= Certificate policy =

Document that describe different entities of public key infrastructure

A certificate policy (CP) is a document which aims to state what are the different entities of a public key infrastructure (PKI), their roles and their duties. This document is published in the PKI perimeter.

When in use with X.509 certificates, a specific field can be set to include a link to the associated certificate policy. Thus, during an exchange, any relying party has an access to the assurance level associated with the certificate, and can decide on the level of trust to put in the certificate.

== RFC 3647 ==
The reference document for writing a certificate policy is, as of December 2010, . The RFC proposes a framework for the writing of certificate policies and Certification Practice Statements (CPS). The points described below are based on the framework presented in the RFC.

== Main points ==

=== Architecture ===
The document should describe the general architecture of the related PKI, present the different entities of the PKI and any exchange based on certificates issued by this very same PKI.

=== Certificate uses ===
An important point of the certificate policy is the description of the authorized and prohibited certificate uses. When a certificate is issued, it can be stated in its attributes what use cases it is intended to fulfill. For example, a certificate can be issued for digital signature of e-mail (a.k.a. S/MIME), encryption of data, authentication (e.g. of a Web server, as when one uses HTTPS) or further issuance of certificates (delegation of authority). Prohibited uses are specified in the same way.
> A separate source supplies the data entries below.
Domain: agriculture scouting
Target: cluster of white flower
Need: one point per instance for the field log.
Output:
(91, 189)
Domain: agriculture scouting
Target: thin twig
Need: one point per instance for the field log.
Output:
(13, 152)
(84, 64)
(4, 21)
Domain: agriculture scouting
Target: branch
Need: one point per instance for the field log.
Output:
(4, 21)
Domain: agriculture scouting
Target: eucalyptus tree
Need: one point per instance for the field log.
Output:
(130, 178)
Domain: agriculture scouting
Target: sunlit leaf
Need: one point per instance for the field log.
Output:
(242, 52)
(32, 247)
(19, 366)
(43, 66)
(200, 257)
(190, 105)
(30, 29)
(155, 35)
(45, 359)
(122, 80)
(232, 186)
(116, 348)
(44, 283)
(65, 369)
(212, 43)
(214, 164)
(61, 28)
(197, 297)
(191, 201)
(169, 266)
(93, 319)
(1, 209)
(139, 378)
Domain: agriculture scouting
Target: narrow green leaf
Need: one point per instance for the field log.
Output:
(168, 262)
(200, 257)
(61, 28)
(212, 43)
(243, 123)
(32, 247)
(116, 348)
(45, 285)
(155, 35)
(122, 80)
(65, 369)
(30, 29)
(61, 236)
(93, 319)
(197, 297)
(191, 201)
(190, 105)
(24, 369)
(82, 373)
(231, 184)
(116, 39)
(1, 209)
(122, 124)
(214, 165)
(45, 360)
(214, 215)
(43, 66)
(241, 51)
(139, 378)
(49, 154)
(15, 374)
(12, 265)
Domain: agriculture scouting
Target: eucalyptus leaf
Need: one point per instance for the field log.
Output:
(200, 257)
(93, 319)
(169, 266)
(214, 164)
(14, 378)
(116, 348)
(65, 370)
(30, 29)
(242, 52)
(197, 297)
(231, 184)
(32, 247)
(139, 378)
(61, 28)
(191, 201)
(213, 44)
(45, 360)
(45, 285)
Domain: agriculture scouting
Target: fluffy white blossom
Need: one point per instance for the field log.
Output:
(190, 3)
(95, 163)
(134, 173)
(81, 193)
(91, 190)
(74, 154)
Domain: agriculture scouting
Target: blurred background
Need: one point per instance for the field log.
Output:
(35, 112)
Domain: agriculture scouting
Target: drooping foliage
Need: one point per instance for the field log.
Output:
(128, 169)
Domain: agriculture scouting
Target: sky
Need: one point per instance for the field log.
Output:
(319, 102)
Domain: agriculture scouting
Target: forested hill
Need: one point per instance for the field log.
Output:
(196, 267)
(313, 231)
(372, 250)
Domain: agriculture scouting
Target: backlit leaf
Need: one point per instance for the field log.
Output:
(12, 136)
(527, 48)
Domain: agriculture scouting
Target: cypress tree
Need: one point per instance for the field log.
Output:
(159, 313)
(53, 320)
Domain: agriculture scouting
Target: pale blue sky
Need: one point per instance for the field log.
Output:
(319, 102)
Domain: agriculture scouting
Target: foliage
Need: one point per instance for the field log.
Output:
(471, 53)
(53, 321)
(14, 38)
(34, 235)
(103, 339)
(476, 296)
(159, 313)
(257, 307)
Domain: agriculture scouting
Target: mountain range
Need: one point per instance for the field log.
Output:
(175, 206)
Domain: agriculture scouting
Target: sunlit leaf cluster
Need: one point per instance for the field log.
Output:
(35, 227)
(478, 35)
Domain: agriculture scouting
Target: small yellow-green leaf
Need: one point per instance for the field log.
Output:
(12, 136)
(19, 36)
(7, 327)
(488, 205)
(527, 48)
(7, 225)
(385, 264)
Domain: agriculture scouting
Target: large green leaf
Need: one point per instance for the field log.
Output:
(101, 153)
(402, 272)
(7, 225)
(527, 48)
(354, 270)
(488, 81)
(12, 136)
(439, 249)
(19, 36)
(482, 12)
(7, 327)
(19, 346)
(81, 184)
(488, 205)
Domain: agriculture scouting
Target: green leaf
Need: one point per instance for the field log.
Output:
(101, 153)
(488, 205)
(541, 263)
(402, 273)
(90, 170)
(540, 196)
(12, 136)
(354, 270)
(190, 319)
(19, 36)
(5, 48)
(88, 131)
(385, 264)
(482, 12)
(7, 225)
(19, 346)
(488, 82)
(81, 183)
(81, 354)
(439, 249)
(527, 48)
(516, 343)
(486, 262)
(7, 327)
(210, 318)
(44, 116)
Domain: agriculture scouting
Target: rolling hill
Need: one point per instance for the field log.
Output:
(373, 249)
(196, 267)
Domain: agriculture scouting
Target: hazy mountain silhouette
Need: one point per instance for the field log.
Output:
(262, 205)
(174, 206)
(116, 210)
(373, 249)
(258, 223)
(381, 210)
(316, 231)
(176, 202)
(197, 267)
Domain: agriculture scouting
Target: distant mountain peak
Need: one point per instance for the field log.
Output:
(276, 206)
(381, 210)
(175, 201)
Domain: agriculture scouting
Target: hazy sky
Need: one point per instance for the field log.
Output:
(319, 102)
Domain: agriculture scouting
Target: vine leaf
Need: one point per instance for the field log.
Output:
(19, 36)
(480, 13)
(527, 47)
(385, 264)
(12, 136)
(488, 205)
=== Naming, identification and authentication ===
The document also describes how certificates names are to be chosen, and besides, the associated needs for identification and authentication. When a certification application is filled, the certification authority (or, by delegation, the registration authority) is in charge of checking the information provided by the applicant, such as his identity. This is to make sure that the CA does not take part in an identity theft.

=== Key generation ===
The generation

=== Procedures ===
The different procedures for certificate application, issuance, acceptance, renewal, re-key, modification and revocation are a large part of the document. These procedures describe how each actor of the PKI has to act in order for the whole assurance level to be accepted.

=== Operational controls ===
Then, a chapter is found regarding physical and procedural controls, audit and logging procedures involved in the PKI to ensure data integrity, availability and confidentiality.

=== Technical controls ===
This part describes what are the technical requirements regarding key sizes, protection of private keys (by use of key escrow) and various types of controls regarding the technical environment (computers, network).

=== Certificate revocation lists ===
Those lists are a vital part of any public key infrastructure, and as such, a specific chapter is dedicated to the description of the management associated with these lists, to ensure consistency between certificate status and the content of the list.

=== Audit and assessments ===
The PKI needs to be audited to ensure it complies with the rules stated in its documents, such as the certificate policy. The procedures used to assess such compliance are described here.

=== Other ===
This last chapter tackles all remaining points, by example all the PKI-associated legal matters.